How do I do a closed / public beta?

  1. Pick a distribution platform - iOS has limited ways to you can beta test but if you have a way to collect UDIDs from potential participants then adhoc distributions are not that difficult and don't put too much stress on the participant. You can give them this website to make instructions easier. Look at other options as well, Test Flight has received good praise.
  2. Get analytics - You can't rely on your beta testers to give you feedback, especially if you have never met them. Use a service like parse to feed back useful data such as how many levels were completed in your game, how many retries, how many error screens were presented, etc. 
  3. Add a dummy payment system - In-app purchases need to be tested too, when designing your store kit classes be sure to implement a way to set a boolean switch for test mode where it can allow purchases separate to the actual store kit.

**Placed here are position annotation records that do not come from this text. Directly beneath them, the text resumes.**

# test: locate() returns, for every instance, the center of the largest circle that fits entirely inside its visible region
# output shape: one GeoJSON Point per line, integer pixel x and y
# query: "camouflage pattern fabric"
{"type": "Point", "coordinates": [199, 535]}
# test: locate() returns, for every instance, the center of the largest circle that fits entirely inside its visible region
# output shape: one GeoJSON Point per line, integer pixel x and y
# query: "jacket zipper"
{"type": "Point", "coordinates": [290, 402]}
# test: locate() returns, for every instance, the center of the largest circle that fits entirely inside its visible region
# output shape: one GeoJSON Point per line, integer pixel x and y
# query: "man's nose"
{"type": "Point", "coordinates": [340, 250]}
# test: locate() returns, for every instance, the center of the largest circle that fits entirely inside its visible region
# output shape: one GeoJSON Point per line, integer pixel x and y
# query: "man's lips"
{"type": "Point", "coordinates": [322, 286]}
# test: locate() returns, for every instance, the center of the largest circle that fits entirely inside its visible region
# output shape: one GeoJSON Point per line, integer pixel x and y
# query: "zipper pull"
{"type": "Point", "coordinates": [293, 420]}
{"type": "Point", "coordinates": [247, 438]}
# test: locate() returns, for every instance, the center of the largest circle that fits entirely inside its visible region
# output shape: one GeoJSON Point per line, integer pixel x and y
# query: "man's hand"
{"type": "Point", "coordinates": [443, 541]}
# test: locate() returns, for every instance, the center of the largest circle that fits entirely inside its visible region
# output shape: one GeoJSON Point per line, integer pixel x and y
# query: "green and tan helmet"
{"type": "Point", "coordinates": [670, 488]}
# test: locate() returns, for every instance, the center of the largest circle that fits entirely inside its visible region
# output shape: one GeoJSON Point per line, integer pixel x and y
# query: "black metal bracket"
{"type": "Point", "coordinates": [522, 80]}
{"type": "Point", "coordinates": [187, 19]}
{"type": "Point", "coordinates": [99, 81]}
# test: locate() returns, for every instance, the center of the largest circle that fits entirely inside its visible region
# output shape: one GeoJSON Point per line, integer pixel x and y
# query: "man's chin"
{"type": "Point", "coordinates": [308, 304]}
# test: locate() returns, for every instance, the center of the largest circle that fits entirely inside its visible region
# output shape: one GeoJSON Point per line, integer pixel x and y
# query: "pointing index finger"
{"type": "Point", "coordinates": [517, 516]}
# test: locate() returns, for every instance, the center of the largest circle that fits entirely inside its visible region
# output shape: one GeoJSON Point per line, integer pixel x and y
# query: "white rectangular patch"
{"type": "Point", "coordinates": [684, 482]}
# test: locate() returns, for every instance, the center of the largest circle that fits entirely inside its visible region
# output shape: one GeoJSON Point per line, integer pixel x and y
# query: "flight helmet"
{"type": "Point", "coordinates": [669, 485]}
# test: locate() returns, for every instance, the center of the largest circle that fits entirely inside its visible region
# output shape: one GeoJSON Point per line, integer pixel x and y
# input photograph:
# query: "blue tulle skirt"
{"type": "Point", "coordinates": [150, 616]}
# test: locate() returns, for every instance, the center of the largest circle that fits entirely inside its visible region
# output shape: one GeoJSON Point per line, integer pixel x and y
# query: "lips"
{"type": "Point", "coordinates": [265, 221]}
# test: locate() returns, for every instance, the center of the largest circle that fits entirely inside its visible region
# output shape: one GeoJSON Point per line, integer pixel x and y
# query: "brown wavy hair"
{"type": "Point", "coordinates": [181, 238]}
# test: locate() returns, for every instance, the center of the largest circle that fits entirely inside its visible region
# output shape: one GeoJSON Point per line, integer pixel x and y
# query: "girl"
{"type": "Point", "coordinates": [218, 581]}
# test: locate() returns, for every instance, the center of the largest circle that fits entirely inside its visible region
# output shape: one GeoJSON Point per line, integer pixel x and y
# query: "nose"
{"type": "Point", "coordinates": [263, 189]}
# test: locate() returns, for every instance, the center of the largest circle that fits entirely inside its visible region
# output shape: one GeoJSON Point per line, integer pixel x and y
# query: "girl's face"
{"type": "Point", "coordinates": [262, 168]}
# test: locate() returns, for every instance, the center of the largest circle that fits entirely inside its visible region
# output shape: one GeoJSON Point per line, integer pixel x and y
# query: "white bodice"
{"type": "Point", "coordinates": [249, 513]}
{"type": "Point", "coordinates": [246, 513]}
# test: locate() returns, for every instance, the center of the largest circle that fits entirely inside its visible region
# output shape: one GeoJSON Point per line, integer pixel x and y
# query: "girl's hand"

Use compiler #if statements to make sure the code can't be manipulated in release.
  4. Let the participants give you feedback - What I like to do is set up a form in google documents stored on my google drive. You can make fairly detailed forms, make them public and then see all the background data collected in a nice neat spreadsheet without spending a cent. Then pick a logical point in your game (such as at the end of the final level or after 20 attempts to then ask them if they would like to provide feedback and send them to the form. This is important as you are narrowing down the feedback to people who actually played the game to a specific point.
  5. Ask for more feedback - In addition to the above, have a separate form for bad experiences. Measure the number of memory warnings, error screens, crashes, levels failed and then ask them if they would like to submit a bug / issue report. You will see this data in your analytics but its important to get the direct opinion of the user as well.

Hope you find this useful and is enough to get you started. Don't fall in to the "I know everything" trap.